Christie’s has some works from its Modern British Art Evening sale in London taking place in the echo of New York’s marquee sales. The rise in values for Modern British painters over the last couple of years has crept up on the market. It’s no surprise to see Stanley Spencer and L.S. Lowry commanding seven-figure estimates.

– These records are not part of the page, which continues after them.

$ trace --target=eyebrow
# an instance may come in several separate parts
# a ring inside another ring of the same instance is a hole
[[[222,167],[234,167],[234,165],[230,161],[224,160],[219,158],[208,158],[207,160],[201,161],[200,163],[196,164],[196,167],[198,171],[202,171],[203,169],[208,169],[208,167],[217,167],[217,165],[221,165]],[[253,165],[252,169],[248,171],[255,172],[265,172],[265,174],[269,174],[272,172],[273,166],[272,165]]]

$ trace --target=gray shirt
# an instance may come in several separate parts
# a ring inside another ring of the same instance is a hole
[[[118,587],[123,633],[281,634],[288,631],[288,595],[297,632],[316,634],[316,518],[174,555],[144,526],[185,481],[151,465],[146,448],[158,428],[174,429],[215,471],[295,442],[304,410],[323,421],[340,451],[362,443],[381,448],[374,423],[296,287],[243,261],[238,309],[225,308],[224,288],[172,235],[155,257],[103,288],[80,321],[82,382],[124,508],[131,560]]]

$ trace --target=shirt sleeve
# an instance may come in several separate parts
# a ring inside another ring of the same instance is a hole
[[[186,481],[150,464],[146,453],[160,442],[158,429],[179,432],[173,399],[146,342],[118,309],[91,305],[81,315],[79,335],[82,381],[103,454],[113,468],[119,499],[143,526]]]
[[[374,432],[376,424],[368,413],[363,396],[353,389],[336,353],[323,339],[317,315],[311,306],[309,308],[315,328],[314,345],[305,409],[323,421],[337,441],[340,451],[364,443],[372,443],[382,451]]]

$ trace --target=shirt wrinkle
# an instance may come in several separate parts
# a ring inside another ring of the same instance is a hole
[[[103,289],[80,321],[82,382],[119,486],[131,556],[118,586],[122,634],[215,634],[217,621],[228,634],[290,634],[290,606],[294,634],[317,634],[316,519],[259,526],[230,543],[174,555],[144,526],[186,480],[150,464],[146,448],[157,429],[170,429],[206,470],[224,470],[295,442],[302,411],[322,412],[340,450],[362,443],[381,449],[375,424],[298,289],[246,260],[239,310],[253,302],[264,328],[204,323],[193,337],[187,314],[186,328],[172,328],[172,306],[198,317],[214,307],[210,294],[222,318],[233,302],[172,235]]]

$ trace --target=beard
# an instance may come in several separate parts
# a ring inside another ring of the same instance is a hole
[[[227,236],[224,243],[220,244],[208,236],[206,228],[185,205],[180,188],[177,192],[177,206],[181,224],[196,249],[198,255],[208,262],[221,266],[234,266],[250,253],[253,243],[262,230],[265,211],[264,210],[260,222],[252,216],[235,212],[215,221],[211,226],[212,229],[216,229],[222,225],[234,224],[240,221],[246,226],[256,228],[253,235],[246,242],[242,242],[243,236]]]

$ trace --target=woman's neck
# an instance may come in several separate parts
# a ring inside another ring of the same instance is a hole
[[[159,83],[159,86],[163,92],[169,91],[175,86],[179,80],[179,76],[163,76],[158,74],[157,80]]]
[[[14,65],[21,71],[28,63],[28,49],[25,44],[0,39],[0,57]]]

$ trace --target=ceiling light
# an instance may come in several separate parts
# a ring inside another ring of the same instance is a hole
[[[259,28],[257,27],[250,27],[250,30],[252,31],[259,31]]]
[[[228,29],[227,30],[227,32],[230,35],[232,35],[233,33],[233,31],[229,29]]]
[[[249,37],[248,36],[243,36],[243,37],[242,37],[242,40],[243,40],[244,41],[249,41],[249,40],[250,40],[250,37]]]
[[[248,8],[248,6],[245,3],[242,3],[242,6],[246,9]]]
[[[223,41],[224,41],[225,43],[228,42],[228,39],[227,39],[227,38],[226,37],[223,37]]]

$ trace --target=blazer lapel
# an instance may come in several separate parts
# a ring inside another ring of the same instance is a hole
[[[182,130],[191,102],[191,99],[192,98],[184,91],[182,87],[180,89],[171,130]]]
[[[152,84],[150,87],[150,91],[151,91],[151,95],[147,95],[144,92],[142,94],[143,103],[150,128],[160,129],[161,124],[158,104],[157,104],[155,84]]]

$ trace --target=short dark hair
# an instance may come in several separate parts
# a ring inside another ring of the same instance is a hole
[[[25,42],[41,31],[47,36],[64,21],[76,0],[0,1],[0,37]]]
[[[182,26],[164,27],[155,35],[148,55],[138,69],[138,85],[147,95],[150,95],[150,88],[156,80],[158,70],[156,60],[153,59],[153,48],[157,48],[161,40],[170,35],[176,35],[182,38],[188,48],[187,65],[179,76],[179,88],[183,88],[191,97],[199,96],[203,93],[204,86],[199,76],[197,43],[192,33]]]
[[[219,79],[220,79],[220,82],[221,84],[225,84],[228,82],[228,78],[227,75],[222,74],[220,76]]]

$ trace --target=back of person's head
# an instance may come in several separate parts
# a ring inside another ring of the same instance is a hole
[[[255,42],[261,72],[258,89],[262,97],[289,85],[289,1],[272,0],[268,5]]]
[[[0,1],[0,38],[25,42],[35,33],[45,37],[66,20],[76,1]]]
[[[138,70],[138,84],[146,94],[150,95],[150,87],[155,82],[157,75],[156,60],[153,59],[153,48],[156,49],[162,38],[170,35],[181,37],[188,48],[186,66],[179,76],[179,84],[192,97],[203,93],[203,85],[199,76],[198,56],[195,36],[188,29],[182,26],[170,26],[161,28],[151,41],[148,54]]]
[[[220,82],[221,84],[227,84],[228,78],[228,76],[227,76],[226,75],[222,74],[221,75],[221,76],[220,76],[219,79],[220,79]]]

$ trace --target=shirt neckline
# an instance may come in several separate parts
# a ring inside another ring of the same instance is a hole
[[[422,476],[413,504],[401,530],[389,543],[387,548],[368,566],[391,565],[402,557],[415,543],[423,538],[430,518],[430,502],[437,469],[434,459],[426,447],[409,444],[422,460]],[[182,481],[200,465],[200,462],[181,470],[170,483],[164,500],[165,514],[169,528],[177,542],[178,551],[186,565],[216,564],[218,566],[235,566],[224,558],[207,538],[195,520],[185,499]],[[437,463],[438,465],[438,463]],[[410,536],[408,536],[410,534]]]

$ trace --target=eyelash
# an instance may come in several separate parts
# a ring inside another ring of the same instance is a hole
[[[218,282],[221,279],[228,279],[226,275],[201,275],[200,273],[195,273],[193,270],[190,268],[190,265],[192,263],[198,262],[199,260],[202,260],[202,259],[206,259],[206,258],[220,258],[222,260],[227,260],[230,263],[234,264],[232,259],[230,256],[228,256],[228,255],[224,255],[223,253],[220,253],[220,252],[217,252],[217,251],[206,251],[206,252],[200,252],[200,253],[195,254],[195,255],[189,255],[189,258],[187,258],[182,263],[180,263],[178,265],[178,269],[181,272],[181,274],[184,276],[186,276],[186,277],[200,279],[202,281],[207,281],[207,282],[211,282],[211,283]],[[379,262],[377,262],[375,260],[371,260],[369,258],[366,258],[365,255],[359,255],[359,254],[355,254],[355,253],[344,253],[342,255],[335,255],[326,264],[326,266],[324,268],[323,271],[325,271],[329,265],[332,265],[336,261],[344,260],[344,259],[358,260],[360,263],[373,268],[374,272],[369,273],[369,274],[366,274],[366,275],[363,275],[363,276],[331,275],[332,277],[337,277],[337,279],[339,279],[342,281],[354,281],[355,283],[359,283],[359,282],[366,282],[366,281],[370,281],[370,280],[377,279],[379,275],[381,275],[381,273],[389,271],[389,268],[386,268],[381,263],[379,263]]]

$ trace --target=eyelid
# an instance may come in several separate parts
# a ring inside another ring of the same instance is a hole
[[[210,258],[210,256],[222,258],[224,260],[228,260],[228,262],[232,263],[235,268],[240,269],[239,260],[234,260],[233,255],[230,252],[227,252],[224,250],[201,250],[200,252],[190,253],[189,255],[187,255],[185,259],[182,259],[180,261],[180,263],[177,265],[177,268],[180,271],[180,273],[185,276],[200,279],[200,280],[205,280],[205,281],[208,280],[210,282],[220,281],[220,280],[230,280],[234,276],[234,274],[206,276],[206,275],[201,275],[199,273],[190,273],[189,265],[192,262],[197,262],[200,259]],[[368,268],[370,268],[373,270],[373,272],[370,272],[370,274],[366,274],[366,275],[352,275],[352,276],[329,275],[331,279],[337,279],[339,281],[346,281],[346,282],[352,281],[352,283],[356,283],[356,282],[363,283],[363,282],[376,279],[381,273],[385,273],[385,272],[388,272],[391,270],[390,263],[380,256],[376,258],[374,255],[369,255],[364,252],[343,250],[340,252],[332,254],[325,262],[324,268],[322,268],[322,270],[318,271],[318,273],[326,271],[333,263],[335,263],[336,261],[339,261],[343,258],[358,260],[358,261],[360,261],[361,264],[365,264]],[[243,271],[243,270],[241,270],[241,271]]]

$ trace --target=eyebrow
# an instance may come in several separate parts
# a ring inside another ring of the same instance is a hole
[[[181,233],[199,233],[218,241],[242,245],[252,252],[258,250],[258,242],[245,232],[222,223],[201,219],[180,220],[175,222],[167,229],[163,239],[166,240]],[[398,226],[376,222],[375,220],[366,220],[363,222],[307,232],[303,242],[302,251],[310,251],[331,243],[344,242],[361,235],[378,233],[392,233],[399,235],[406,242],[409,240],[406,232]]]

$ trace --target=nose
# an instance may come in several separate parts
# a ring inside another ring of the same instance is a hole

But now works by Patrick Heron, Leon Kossoff and Peter Lanyon are expected to sell well into the high six-figure territories:
Christie’s will be offering a group of works by British painters in the upcoming Modern British Art Evening sale in London on 19 November 2018. Icons of British painting will be led by Stanley Spencer’s Caulking(1940, estimate: £1,500,000-2,500,000), offered for the first time at auction. The work is part of the Shipbuilding series commissioned by the War Artist’s Advisory Committee in 1940, illustrating the valuable contribution made by the British shipbuilding industry and its workers to the war effort. This will be offered alongside L. S. Lowry’s A Northern Race Meeting (1956, estimate: £1,500,000-2,500,000), a unique painting in the artist’s oeuvre depicting a day out at the races, which has remained in the same family for over 50 years, having been purchased the year the work was completed.
Alongside these are works by Allen Jones, Peter Lanyon, Patrick Heron and Leon Kossoff. Marriage Medalby Allen Jones (1963, estimate: £300,000-500,000) can be regarded as a trailblazer of what became common practice, with Jones among the first painters in Britain to explore the expressive possibilities of ‘shaped’ canvases and use it as an animating force.
The wit and visual impact of Marriage Medalimmediately appealed to Shirley Schneer, wife of Hollywood producer Charles Schneer, who bought the painting in 1964 having attended the opening of Jones’s show at the Tooth Gallery.
Painted between 1968 and 1970, Rumbold: 10 December 1968 – 5 October 1970 by Patrick Heron (1968-70, estimate: £150,000-200,000) is the first from a series of paintings completed in Rumbold Street, West London. This vibrant phase of Heron’s oeuvre was a profound departure from the broader, more spontaneous painting of the early sixties. Orpheus by Peter Lanyon (1961, estimate: £500,000-700,000) visualises the myth of Orpheus and Eurydice. Willesden Junction – Autumn Afternoon by Leon Kossoff(1971, estimate: £900,000-1,000,000) is one of the most dynamic renderings of Kossoff’s favourite London scene, the station, depicted in great swathes of thick impasto paint and vivid colours.